I can't quite find a way to block this particular event from being indexed. Blacklisting doesn't seem to be an option and the transforms regex method is just a little over my head in this scenario.. here is the event below. This one event generates over a million events a week and is killing my license.
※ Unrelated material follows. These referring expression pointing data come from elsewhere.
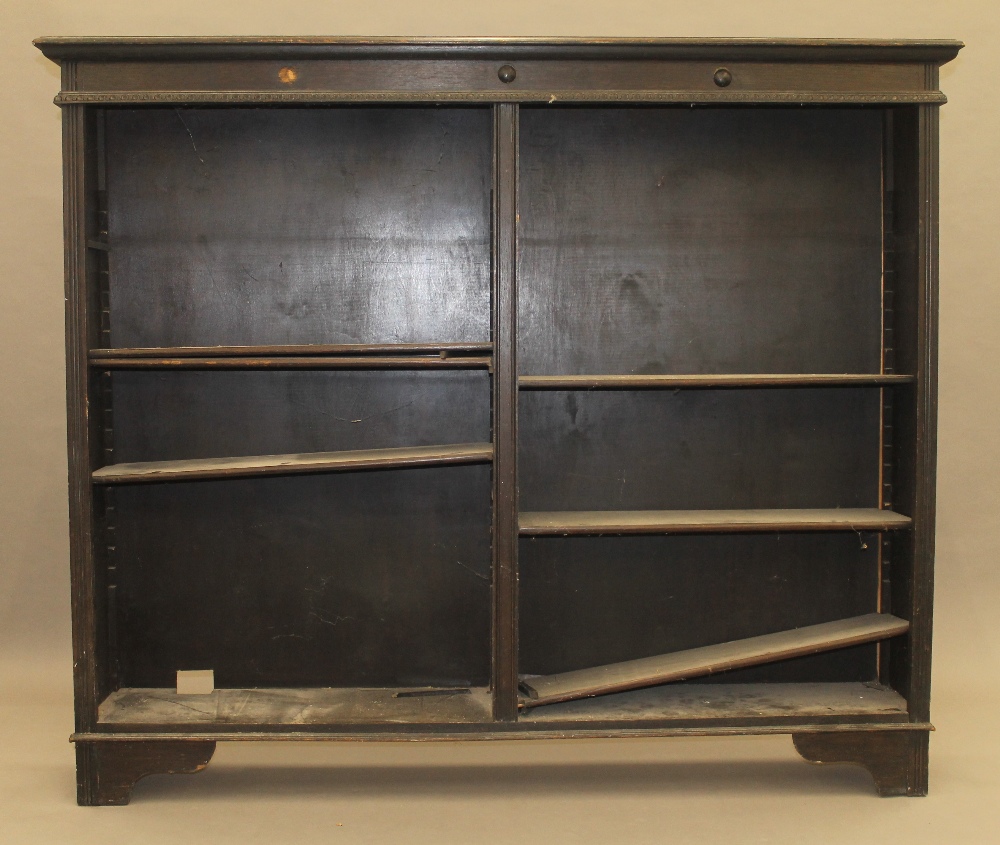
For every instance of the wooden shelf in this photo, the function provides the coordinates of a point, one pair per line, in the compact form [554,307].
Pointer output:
[297,362]
[564,523]
[397,349]
[299,707]
[709,702]
[674,382]
[708,660]
[241,467]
I need to block it until the issue is resolved and it is taking a while to nail it down.
LogName=Application
SourceName=SlxSearchTrigger
EventCode=4
EventType=2
Type=Error
ComputerName=Example-SLX
TaskCategory=None
OpCode=None
RecordNumber=237604
Keywords=Classic
Message=Execute Method: Recordset not returned from Trigger_Params
If what you listed is the raw log text (not field names with values) then you can do something like this on your Indexers:
[PutYourSourcetypeHere]
TRANSFORMS-license_killers = recordset_not_returned
###transforms.conf
[recordset_not_returned]
REGEX = (?m)^Message=Execute Method: Recordset not returned from Trigger_Params$
DEST_KEY = queue
FORMAT = nullQueue
If what you listed is the raw log text (not field names with values) then you can do something like this on your Indexers:
[PutYourSourcetypeHere]
TRANSFORMS-license_killers = recordset_not_returned
###transforms.conf
[recordset_not_returned]
REGEX = (?m)^Message=Execute Method: Recordset not returned from Trigger_Params$
DEST_KEY = queue
FORMAT = nullQueue
Thanks!. I'll give it a shot today.
Once I finally realized this was for the indexer, not the forwarders, I got it working. Thanks! I had been thinking we had to prevent the data from even going to the indexer. This seems to be doing the trick, as I have stopped the events from showing up in search - and also it appears the license consumption has gone down some.. not as much as expected, but it is better!